Dalle quinte alla scena (Gli attori ci guardano)

Dalle quinte alla scena

Gli attori ci guardano

Non sempre succede, però accade. Quando il sipario si apre sulla scena, dove si svolge la vicenda teatrale, qualche attore (o diversi), guarda di sottecchi verso il pubblico: non uno sguardo diretto, visibile, ma celato e voluto. Molto voluto e intenzionale, come a sfida: guardiamoci in quanti siamo, e soprattutto chi siamo: voi siete gli spettatori che pagando assistono e partecipano, noi gli interpreti che rappresentiamo la verità del teatro mediante una storia, la nostra, di personaggi.

E non va bene. No! Perché in quei pochissimi momenti – quelli dell’inizio, i più importanti – avviene l’incrocio delle attenzioni: in platea e sul palco, e del rapporto che consente l’innesto fra i tre fattori costitutivi del teatro: il testo, l’attore e il fruitore. La mancanza di un solo fattore cancella la verità: fittizia ma vera, di cui è composta la magia che unisce la comunità che celebra il rito dello spettacolo.

Si può definire veniale la banalità dell’estraneo sguardo dell’attore? Assolutamente impossibile. E’ forse quanto di più colpevole possa capitare a uno, o a più attori. La rottura del climax scenico sposta non soltanto l’attenzione di chi assiste, ma rompe l’assoluto che deve stabilirsi tra chi c’è e vive di quel dire, stare, comunicare dal palcoscenico.
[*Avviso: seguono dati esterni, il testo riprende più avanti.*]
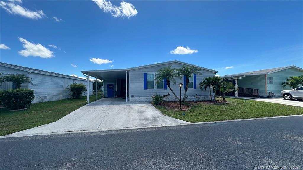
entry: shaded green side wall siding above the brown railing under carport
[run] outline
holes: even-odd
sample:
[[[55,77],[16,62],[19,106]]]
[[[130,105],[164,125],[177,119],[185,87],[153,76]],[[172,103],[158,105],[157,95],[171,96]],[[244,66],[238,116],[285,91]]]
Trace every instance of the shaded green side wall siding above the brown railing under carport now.
[[[242,77],[242,79],[238,79],[238,87],[258,89],[259,96],[267,96],[265,89],[265,74]]]

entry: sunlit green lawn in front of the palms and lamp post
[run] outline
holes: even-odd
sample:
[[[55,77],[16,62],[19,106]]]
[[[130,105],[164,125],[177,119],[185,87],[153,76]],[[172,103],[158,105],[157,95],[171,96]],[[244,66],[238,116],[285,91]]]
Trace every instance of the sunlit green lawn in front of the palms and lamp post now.
[[[221,104],[197,104],[186,111],[155,107],[164,115],[191,123],[303,114],[303,108],[298,106],[233,98],[226,100],[227,103]]]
Ma in breve verrà ripristinato il fascino interrotto dalla curiosità: affatto! La lacerazione implica una possibile o totale impreparazione dell’interprete, e il sospetto di faciloneria, anche se inesatto, offende le persone e il testo…

Si pensi a come verrebbe storpiato l’avvio, poniamo, di Riccardo III, con il protagonista che occhieggia in platea, mentre recita: “L’inverno del nostro travaglio è mutato in splendida estate…” Shakespeare non può intervenire, ma chi ha pagato il biglietto, sì, lo dovrebbe. E non basta. La professionalità impone che l’attore si prepari in tutti i sensi: fisici, psicologici, temporali alla rappresentazione, la tentazione di coinvolgersi in interessi privati, faccende personali, motivazioni non attinenti alla propria performance, deve essere respinta come offesa alla sacralità del teatro, ed esige il rispetto della creazione che si fa nell’attimo medesimo nel quale l’interprete la rende presente con la sua totalità.

Quando un attore si è donato al personaggio ha sottoscritto la rinuncia a se stesso, egli si è fatto prendere possesso da lui e ne condivide tutta l’esistenza.

Roberto Zago, giugno 2017

Una risposta a “Dalle quinte alla scena (Gli attori ci guardano)”

  1. Sempre interessanti le note del grande Roberto: vi traspaiono profonda passione e cultura per il Teatro nella sua forma più nobile e completa.